Non è raro che l’INPS comunichi ai beneficiari di pensioni o assegni sociali di aver erroneamente corrisposto in loro favore dei ratei mensili o importi superiori rispetto a quelli dovuti. Quando ciò accade, l’Ente previdenziale chiede al pensionato/beneficiario della prestazione la restituzione del pagamento indebito, assegnando un termine per il pagamento, decorso il quale, molto spesso, procede direttamente al recupero delle somme detraendole – anche un po’ al mese – dalle rate della pensione o dell’assegno sociale che continua a corrispondere.
È bene, però, sapere che l’INPS
non può procedere incondizionatamente al recupero del così detto “indebito
pensionistico” o “indebito assistenziale”; può farlo solo in presenza di
determinate condizioni, tra cui, principalmente, la presenza del “dolo” del
beneficiario della prestazione. Il dolo consiste in un comportamento tenuto dal
percettore della prestazione pensionistica o assistenziale idoneo a far cadere
in errore l’Istituto previdenziale: si pensi, ad esempio, al beneficiario della
pensione di invalidità, che spetta solo a chi percepisca un reddito personale
inferiore ad un determinato importo, che ometta di comunicare all’INPS un
incremento dei propri redditi tale da far venire meno il diritto alla pensione
stessa.
In assenza di dolo, quindi, l’INPS
non ha diritto di recuperare le somme pagate in eccesso, anche se esse
risultino effettivamente non dovute; in altri termini, se l’INPS paga una
prestazione non dovuta per un errore proprio, a cui il beneficiario della
prestazione non ha contribuito in alcun modo, le somme indebite pagate restano
definitivamente acquisite da chi le ha ricevute.

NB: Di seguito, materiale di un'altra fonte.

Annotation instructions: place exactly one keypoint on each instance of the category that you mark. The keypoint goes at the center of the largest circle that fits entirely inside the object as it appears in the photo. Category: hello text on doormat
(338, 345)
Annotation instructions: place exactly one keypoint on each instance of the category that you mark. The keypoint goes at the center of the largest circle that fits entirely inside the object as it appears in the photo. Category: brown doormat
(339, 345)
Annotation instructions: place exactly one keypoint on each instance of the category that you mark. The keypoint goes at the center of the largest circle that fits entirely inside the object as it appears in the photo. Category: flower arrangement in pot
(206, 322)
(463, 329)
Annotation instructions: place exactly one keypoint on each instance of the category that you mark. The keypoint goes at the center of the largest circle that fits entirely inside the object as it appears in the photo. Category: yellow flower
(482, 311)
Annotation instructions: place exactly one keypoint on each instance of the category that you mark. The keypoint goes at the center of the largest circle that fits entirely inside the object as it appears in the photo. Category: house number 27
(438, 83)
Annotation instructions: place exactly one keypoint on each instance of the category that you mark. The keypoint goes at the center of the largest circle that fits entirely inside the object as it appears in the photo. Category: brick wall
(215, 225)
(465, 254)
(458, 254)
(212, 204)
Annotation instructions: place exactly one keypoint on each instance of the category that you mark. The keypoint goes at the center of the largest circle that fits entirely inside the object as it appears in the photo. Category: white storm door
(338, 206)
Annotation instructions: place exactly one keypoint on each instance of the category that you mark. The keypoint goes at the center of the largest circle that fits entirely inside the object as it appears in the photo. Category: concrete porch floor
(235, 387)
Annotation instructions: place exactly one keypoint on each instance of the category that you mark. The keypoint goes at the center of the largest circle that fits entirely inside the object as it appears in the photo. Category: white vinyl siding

A tal proposito, segnaliamo
una recentissima sentenza della Sezione Lavoro del Tribunale di Reggio Calabria
(la n. 1193 del 03/06/2021), con cui è stato accolto il ricorso presentato dai
legali della Casa del Consumatore di Reggio Calabria nell’interesse di una
propria associata, a cui l’INPS, per errori di calcolo, aveva corrisposto, tra
il 2015 e il 2019, la pensione di invalidità in misura superiore a quella
dovuta. Investito della questione, il Tribunale di Reggio Calabria ha
condannato l’INPS alla restituzione di tutte le somme già prelevate per il
recupero dell’indebito, in virtù del fatto che «atteso che l’ente previdenziale
non ha allegato che la percipiente versi in dolo, l’indebito assistenziale, per
carenza dei requisiti reddituali, non consente all’Istituto la ripetizione di
quanto erogato prima del provvedimento di accertamento del venir meno dei
presupposti, sicché l’indebito non era ripetibile e l’INPS va condannato a
restituire l’importo che ha già recuperato».